Noteworthy posts for this week, on unpicking internalized oppression; how to respond to the Anthropocene, mass extinction, and climate change; the hidden life of things.
Language and racism
Check out this amazing post from Guilaine Kinouani on internalized oppression (in case you missed it after I added it to last week’s post).
When the default position is that we cannot write or speak intelligibly, we forever are covertly evaluated to prove that we can and, the policing of our words becomes kindness. It is for own on good. I know. I have the scars. Language policing is so often a relational way to reproduce power.
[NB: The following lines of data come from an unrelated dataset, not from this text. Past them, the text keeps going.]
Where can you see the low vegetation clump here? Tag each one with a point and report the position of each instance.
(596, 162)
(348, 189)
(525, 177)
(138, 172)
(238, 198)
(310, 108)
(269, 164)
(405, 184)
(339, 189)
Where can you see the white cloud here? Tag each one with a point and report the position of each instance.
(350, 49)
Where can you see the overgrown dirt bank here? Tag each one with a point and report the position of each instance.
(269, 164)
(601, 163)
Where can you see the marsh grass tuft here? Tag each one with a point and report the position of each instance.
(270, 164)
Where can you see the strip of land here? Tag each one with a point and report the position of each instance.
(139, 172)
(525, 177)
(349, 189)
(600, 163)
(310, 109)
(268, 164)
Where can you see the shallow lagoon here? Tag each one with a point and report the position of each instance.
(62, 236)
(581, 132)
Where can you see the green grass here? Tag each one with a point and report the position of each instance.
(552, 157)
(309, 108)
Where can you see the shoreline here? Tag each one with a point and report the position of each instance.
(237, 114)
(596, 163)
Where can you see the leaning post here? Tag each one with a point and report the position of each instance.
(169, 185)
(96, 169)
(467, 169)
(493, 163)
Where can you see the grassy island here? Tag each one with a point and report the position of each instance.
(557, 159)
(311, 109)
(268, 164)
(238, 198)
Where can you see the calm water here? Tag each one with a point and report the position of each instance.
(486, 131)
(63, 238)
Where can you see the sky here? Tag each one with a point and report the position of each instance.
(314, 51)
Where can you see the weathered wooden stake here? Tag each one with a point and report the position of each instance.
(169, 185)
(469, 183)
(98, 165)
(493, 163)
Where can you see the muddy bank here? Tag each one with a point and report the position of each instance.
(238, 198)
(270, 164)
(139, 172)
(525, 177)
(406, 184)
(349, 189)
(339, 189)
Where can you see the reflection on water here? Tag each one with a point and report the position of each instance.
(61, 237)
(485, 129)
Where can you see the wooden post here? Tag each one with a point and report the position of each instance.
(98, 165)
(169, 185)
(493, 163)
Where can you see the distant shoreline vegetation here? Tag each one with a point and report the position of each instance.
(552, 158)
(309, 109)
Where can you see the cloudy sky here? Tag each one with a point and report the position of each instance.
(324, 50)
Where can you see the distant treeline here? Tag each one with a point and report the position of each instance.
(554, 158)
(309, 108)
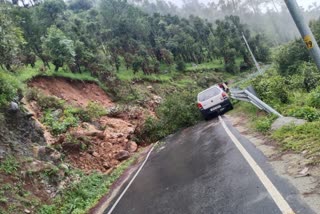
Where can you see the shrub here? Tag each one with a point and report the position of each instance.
(95, 110)
(8, 88)
(306, 112)
(271, 88)
(181, 65)
(301, 138)
(9, 165)
(46, 102)
(177, 111)
(290, 56)
(264, 124)
(314, 98)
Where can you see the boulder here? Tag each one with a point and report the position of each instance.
(38, 166)
(284, 121)
(132, 146)
(122, 155)
(14, 107)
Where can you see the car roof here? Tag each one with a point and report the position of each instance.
(214, 86)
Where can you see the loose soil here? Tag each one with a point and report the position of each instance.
(292, 166)
(94, 146)
(73, 91)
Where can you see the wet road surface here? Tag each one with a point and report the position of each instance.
(200, 170)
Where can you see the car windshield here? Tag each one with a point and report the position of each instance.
(205, 95)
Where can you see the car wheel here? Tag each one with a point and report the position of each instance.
(230, 106)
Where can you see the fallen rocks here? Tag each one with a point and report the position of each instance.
(284, 121)
(122, 155)
(132, 146)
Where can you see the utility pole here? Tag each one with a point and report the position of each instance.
(253, 58)
(305, 31)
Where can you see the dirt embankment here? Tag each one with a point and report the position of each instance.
(102, 144)
(74, 92)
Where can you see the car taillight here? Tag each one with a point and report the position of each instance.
(224, 95)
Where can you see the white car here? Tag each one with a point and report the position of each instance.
(213, 101)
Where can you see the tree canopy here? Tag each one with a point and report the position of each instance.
(101, 36)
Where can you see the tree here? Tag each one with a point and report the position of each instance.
(11, 39)
(58, 47)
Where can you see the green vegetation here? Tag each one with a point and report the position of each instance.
(291, 86)
(301, 138)
(81, 196)
(177, 111)
(9, 165)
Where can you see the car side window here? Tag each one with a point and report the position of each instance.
(205, 95)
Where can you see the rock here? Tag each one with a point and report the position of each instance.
(283, 121)
(157, 99)
(55, 156)
(106, 165)
(122, 155)
(64, 166)
(38, 151)
(38, 166)
(27, 211)
(14, 107)
(131, 146)
(120, 135)
(95, 154)
(304, 171)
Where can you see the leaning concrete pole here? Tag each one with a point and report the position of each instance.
(253, 58)
(305, 31)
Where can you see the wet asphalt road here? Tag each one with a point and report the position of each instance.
(200, 170)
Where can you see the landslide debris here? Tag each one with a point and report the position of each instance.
(62, 125)
(98, 144)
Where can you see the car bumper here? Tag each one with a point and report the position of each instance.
(216, 109)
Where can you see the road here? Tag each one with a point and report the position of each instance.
(201, 170)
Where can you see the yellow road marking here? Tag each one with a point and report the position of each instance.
(275, 194)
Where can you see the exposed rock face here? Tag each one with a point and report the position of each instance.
(132, 146)
(283, 121)
(122, 155)
(18, 134)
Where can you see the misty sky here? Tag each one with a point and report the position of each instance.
(303, 3)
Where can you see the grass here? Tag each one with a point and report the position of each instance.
(215, 64)
(81, 196)
(301, 138)
(128, 75)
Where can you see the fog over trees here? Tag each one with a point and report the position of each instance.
(262, 16)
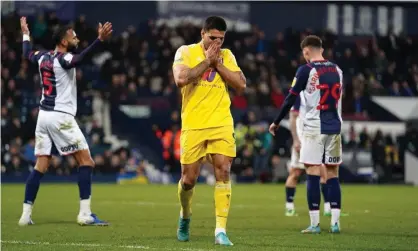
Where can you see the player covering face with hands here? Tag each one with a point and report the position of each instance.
(204, 72)
(56, 123)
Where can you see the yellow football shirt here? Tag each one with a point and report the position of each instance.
(206, 103)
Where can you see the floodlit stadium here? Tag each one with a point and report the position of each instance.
(117, 117)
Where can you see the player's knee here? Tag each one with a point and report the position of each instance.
(87, 162)
(294, 176)
(223, 171)
(313, 170)
(332, 172)
(83, 158)
(188, 182)
(42, 164)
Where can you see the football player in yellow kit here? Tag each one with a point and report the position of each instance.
(204, 72)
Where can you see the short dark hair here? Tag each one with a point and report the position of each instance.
(60, 33)
(214, 22)
(311, 40)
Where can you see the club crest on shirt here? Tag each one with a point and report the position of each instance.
(293, 82)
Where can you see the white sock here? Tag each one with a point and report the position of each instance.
(85, 206)
(335, 216)
(27, 208)
(290, 206)
(219, 230)
(327, 207)
(314, 215)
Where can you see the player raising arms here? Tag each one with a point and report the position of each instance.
(56, 123)
(319, 84)
(296, 167)
(204, 71)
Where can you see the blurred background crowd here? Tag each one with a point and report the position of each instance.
(135, 67)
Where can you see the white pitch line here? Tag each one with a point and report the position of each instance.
(153, 204)
(75, 244)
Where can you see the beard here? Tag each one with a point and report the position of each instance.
(71, 48)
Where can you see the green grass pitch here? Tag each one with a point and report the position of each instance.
(144, 217)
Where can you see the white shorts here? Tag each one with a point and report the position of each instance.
(62, 130)
(295, 160)
(314, 146)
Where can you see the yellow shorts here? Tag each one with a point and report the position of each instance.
(197, 143)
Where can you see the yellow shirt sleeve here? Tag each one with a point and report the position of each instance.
(182, 57)
(230, 62)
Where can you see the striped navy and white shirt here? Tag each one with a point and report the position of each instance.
(58, 77)
(319, 85)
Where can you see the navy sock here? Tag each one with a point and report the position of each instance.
(32, 186)
(84, 181)
(290, 193)
(313, 192)
(324, 190)
(334, 193)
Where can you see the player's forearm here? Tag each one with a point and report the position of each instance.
(284, 110)
(236, 80)
(188, 76)
(292, 121)
(78, 58)
(27, 46)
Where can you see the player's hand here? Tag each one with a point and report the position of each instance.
(212, 53)
(24, 26)
(273, 128)
(296, 145)
(104, 31)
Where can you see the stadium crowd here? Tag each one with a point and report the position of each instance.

I naively thought that comments about Black people and language were micro-aggressions; I had not realized that they are also baked in to systemic racism.
She also talks about being tone-policed by the people who are supposed to be “on your side”. I can relate to that. Having written about making Wicca more inclusive for LGBTQIA people, it hurts more when LGBTQIA people reject my work. I think it’s because having shaped and folded themselves to fit an oppressive mould, they are afraid to unfold themselves and stretch. I know my saying that is going to offend a lot of people (if they’re even reading this) but think about it and see if it applies to you.
The thing with feathers
Dana at Druid’s Garden explores how to cope intellectually, emotionally, and practically with the realities of mass extinction and climate change.
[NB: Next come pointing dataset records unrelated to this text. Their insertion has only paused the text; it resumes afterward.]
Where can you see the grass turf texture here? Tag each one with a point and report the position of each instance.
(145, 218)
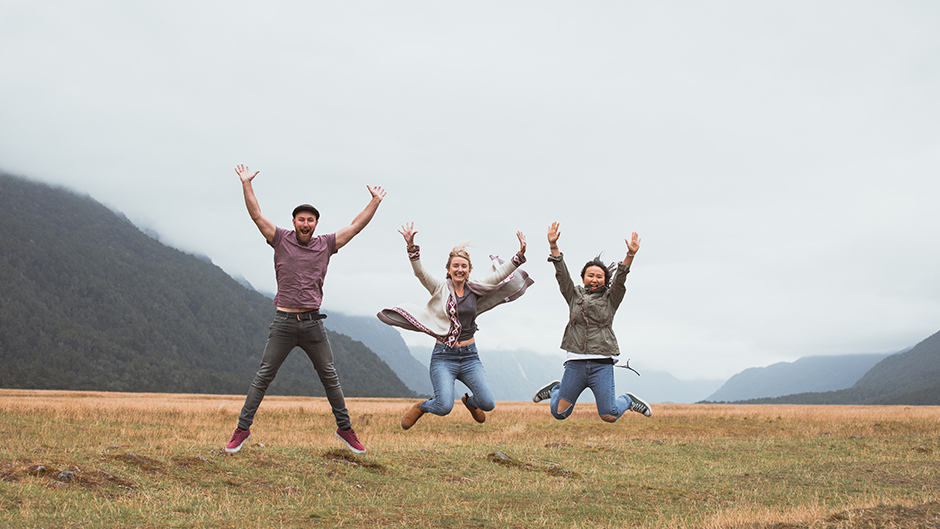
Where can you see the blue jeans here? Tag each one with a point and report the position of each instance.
(285, 333)
(449, 364)
(597, 375)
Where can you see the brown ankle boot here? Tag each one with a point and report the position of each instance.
(477, 413)
(411, 416)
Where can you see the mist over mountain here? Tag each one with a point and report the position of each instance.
(909, 378)
(807, 374)
(89, 302)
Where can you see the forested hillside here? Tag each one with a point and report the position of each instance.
(88, 301)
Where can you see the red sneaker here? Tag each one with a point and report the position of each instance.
(352, 442)
(238, 439)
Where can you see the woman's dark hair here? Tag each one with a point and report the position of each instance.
(598, 263)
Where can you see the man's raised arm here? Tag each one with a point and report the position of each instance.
(266, 226)
(346, 234)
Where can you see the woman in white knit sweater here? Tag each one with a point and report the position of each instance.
(450, 317)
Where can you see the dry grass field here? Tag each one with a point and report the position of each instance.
(87, 459)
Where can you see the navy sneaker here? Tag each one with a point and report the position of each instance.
(639, 405)
(545, 392)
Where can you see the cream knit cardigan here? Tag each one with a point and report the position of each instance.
(502, 283)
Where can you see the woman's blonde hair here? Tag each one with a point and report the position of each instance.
(459, 251)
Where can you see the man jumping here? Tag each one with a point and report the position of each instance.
(300, 262)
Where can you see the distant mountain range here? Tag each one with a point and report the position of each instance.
(807, 374)
(88, 301)
(910, 378)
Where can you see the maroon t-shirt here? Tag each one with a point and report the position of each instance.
(301, 268)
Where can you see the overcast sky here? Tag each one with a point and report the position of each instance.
(780, 160)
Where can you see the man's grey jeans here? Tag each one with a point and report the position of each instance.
(285, 333)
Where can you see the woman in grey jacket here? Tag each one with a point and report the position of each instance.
(589, 336)
(450, 317)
The story of Pandora’s box has always been a favorite of mine, ever since I was little. Pandora was so curious. She just had to open the box. She just had to. And when she did, she let out all the bad things in the world: suffering, pain, war, famine, pestilence, betrayal….but she also let out one good thing: she let out hope.
Connecting with things
One of the things we can do to lessen our impact on the environment is to love and cherish the stuff we have, instead of acquiring more stuff. In “The Hidden Life of Things“, Saille Freeling at Anima Monday explores how we make connections with inanimate objects:
The way we connect to our tool, our robe, our room or our dog shapes them, leaves imprints on both of us. A connection is forged. And so it is with all things we use regularly. Our energy and intent gets added to what each thing already has, from the atoms it is made up of, its molecular structures, the structure those molecules form, its parents (corporeal or energetic) and all its experiences prior to us.
Connecting with Nature
Mark Green at AtheoPaganism (always worth reading) reminds us to go outside and connect with Nature.
Sit where the sun (or the rain, or the snow) can touch your skin, and feel it. Close your eyes, and listen for the birds, for the little sounds of Life going about its industrious unfolding.